At its core, a Query operation requires:

  1. The table name
  2. A partition key value (equal condition only)
  3. Optional sort key conditions (equal, less than, greater than, begins with, etc.)

Let’s explore how to implement queries across different interfaces.

AWS CLI Query Examples

The AWS Command Line Interface (CLI) provides a straightforward way to query DynamoDB tables.

Basic Query by Partition Key

Assume we have a table named Orders with a partition key CustomerID:

aws dynamodb query \
    --table-name Orders \
    --key-condition-expression "CustomerID = :customerId" \
    --expression-attribute-values '{":customerId": {"S": "CUSTOMER123"}}'

This query retrieves all orders for customer “CUSTOMER123”.

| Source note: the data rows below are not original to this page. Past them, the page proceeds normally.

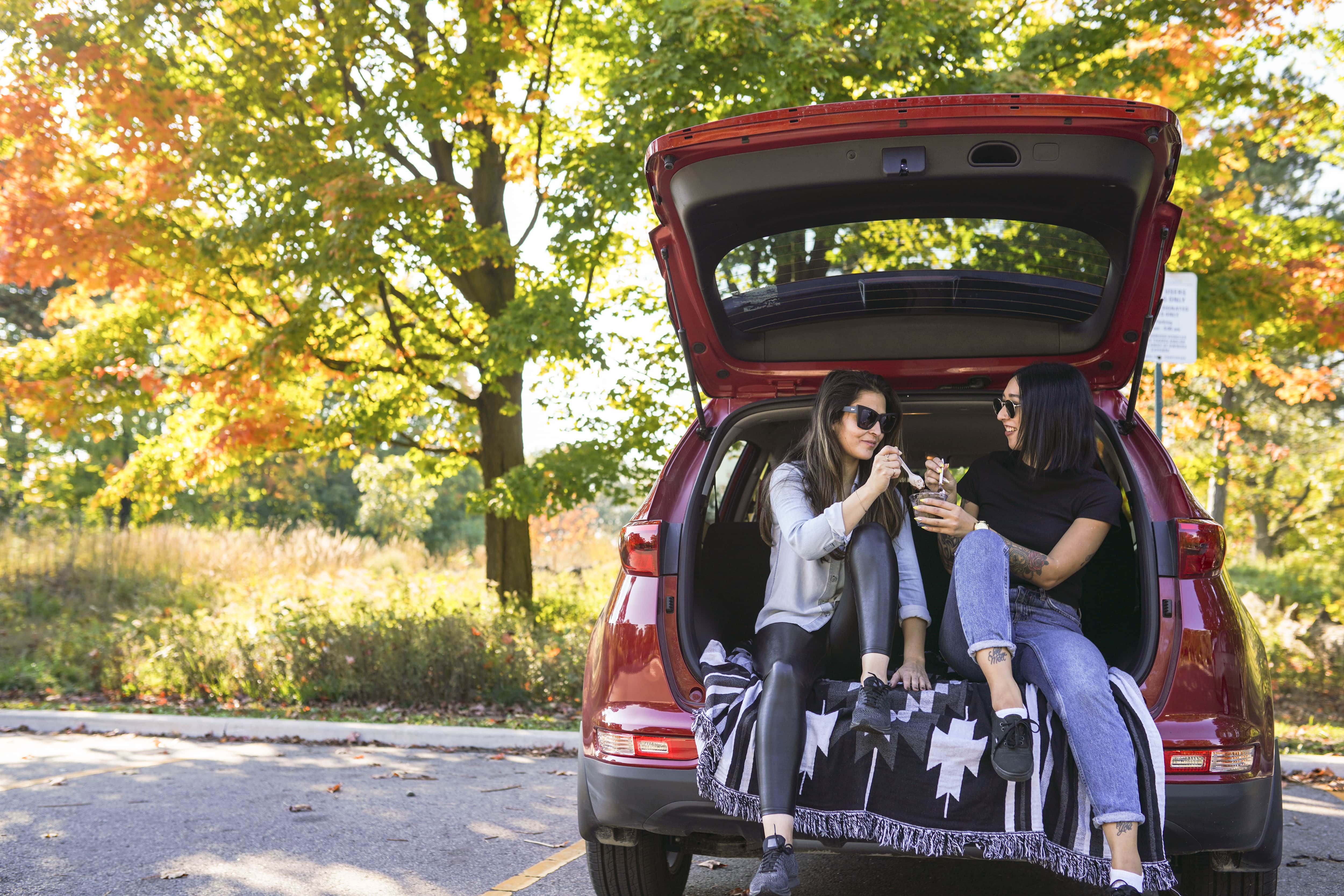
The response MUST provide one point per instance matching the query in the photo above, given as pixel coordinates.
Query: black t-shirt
(1035, 512)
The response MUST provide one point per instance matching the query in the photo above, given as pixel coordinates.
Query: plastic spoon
(914, 480)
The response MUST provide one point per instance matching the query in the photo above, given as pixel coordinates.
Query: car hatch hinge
(702, 428)
(1128, 425)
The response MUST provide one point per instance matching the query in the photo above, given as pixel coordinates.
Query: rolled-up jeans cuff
(913, 610)
(1117, 816)
(982, 645)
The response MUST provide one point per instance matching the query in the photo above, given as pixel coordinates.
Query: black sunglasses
(866, 417)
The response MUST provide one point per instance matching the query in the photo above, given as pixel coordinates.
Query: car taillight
(615, 743)
(1220, 762)
(1199, 549)
(640, 547)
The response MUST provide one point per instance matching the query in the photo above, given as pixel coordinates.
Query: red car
(941, 242)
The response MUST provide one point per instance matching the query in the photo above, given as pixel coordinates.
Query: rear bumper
(1201, 819)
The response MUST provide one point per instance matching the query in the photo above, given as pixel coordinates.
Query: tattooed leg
(1123, 839)
(996, 663)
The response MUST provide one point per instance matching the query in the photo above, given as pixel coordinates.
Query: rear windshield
(914, 265)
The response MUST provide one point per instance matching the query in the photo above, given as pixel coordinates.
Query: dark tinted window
(920, 265)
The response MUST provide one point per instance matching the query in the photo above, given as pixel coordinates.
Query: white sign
(1173, 340)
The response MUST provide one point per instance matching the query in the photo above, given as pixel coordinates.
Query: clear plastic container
(939, 495)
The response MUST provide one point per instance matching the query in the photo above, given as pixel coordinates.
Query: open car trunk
(935, 241)
(726, 563)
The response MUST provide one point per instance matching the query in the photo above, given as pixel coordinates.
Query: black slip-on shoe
(873, 711)
(1010, 753)
(779, 871)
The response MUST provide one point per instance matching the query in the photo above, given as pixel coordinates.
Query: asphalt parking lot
(170, 817)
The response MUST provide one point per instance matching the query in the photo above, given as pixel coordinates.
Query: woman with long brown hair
(843, 570)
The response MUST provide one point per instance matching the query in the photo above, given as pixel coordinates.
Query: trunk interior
(730, 562)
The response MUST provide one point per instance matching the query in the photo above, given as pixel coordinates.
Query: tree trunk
(509, 546)
(1264, 545)
(1218, 481)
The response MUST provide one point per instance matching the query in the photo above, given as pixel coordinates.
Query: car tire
(1198, 878)
(655, 866)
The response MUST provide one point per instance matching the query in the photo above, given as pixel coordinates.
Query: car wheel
(655, 866)
(1198, 878)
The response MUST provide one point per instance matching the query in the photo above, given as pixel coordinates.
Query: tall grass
(299, 617)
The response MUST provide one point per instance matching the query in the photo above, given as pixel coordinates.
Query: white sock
(1127, 878)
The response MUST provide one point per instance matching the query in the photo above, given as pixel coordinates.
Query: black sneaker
(1010, 750)
(873, 711)
(779, 871)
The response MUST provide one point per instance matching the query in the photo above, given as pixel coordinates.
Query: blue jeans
(1052, 652)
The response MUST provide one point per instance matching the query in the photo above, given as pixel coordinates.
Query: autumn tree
(303, 209)
(1269, 258)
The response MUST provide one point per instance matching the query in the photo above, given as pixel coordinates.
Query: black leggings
(791, 660)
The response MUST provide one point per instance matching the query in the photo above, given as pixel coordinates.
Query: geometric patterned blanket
(928, 789)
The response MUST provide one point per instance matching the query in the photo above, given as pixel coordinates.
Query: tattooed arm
(948, 542)
(948, 549)
(1072, 554)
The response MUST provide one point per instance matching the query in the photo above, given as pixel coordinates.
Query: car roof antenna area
(702, 428)
(1128, 425)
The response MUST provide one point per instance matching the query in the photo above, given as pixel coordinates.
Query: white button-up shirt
(806, 584)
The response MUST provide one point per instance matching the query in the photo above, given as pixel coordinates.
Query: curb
(1306, 762)
(397, 735)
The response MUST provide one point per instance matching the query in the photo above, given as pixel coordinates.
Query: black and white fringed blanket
(928, 789)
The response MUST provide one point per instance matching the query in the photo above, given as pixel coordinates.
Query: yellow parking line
(85, 774)
(537, 872)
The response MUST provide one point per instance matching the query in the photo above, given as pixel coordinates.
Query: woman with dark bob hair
(1031, 519)
(842, 562)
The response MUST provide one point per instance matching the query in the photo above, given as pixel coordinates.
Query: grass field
(244, 620)
(315, 625)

Query with Sort Key Condition

If our table has a composite key (partition key + sort key), we can add conditions on the sort key:

aws dynamodb query \
    --table-name Orders \
    --key-condition-expression "CustomerID = :customerId AND OrderDate > :date" \
    --expression-attribute-values '{
        ":customerId": {"S": "CUSTOMER123"},
        ":date": {"S": "2025-01-01"}
    }'

This retrieves all orders for CUSTOMER123 placed after January 1, 2025.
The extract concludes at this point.